I wanted a baby all my life, probably since I was a baby myself. I spent many long nights in my thirties despairing that my life would never work out and I would never be able to become a mom.
But even so, no matter how much I wanted a baby–oh my goodness, when the baby was born it was a shock. I was all stitched up due to tearing and in pain, and instead of going home and resting after a long and tiring labor, it was like being tethered to a car alarm that went off every two hours. Suddenly I was a prisoner. I couldn’t leave the house, there was no night and no day, it was winter, and there was no reward for the 24/7 drudgery; newborns can’t smile, laugh, coo, play with you, or even recognize you. I could no longer do any of the things I enjoyed–and I don’t mean like having fancy dinners, I mean like buying groceries or taking a bath. I had no idea whether things would ever get better. I was probably awash in postpartum hormones.
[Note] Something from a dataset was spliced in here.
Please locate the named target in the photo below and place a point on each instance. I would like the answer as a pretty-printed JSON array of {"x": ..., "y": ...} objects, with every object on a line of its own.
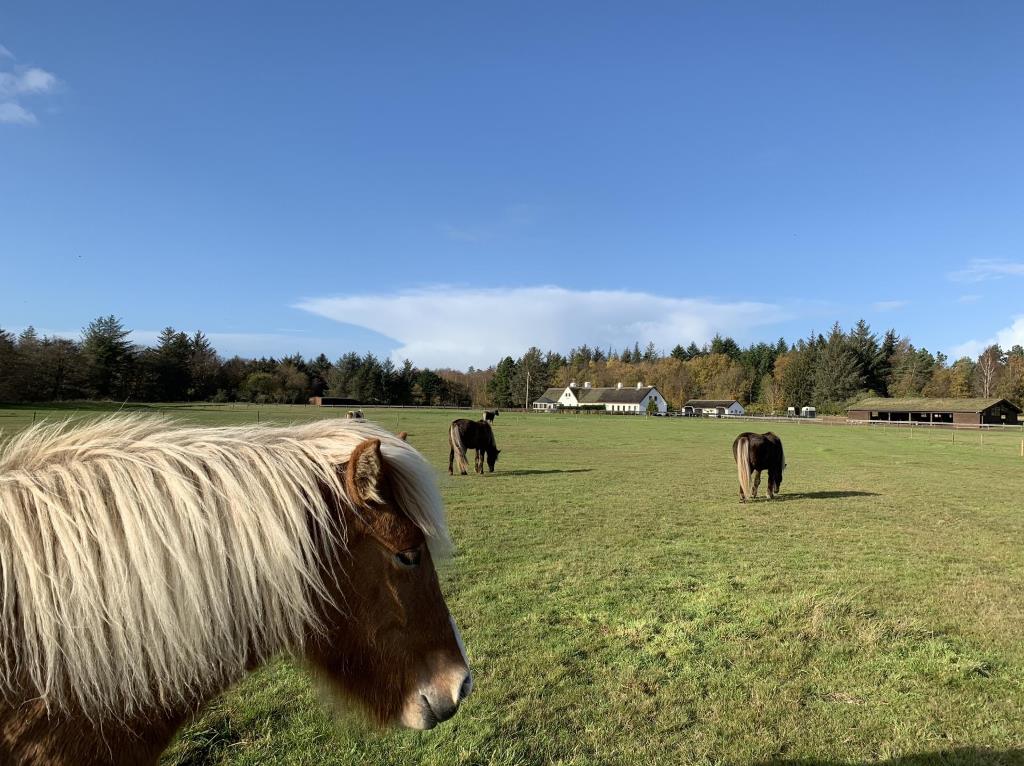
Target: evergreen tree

Those weeks were some of the harshest weeks of my life, and I felt so alone.
After the first few weeks things got better, and then they got worse again. At eleven weeks I was back at work, and at twelve weeks my dad was struck down with brain cancer and I lost my family support. At seven months my husband began medical residency. So now here I am, flying totally alone.
Yes I love my baby, and I look forward to the future, and yes she was worth it and the best investment I ever made.
But the experience of parenthood was and remains traumatic also. I never really understood what my parents must have gone through until I went through it myself.